In an opinion piece in The Times of London, Lawson called the EU "a bureaucratic monstrosity," The Guardian reported. He said the goal of European leaders now appears to be a united Europe along the lines of the United States.
Conservative Prime Minister David Cameron has promised to renegotiate Britain's relationship with the EU and then hold a referendum in 2017 if his party wins the 2015 general election.
"The heart of the matter is that the very nature of the European Union, and of this country's relationship with it, has fundamentally changed after the coming into being of the European monetary union and the creation of the eurozone, of which -- quite rightly -- we are not a part," he said.
"That is why, while I voted 'in' in 1975, I shall be voting 'out' in 2017."

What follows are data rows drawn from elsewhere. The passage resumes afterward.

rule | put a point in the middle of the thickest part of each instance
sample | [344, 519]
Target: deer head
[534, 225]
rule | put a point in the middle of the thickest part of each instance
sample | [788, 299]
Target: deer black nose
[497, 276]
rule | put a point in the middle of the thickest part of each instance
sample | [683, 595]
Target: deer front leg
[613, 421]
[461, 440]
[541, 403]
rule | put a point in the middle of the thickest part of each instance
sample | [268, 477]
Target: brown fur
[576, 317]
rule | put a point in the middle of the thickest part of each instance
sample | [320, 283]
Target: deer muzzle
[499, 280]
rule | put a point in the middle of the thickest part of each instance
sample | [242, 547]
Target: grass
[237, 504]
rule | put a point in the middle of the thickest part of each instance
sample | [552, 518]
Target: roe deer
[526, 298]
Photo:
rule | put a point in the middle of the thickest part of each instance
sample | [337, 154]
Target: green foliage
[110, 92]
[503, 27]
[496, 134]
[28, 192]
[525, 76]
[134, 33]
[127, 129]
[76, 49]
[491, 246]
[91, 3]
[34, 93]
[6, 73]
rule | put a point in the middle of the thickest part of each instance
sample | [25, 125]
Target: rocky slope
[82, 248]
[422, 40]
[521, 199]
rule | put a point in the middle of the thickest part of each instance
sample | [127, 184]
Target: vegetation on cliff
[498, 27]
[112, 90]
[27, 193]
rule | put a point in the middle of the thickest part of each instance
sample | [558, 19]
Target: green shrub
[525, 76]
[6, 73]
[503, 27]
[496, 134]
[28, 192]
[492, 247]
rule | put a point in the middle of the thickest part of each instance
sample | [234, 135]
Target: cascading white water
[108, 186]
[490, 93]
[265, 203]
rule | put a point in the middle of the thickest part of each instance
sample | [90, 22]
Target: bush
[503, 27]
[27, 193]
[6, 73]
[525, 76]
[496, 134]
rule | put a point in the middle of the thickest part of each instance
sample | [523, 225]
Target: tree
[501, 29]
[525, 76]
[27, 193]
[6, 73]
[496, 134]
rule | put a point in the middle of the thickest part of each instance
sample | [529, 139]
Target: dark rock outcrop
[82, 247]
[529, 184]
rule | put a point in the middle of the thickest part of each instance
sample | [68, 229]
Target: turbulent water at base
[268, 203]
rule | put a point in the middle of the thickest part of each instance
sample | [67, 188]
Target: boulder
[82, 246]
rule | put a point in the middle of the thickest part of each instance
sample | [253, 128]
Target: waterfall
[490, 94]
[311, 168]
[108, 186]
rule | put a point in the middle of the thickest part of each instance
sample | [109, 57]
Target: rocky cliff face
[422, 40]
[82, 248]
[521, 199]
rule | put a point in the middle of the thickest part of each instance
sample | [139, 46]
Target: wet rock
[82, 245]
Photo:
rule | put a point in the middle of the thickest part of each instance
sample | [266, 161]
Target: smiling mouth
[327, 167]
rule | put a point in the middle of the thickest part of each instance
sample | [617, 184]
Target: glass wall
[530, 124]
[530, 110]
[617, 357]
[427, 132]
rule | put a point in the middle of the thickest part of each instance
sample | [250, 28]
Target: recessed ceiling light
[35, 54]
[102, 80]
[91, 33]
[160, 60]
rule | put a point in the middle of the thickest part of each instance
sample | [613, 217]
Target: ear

Lawson, who now sits in the House of Lords as Baron Lawson of Blaby, was chancellor from 1983 to 1989, second in government only to Prime Minister Margaret Thatcher. While back-bench Conservatives appear to be increasingly unhappy with the EU, Lawson is the most distinguished recruit to the euroskeptic cause so far.
The United Kingdom Independence Party, which advocates leaving the EU, did well in last week's local council elections, winning about 25 percent of the vote in those districts where it had candidates. UKIP leader Nigel Farage called Sunday for a referendum on the union before the next general election.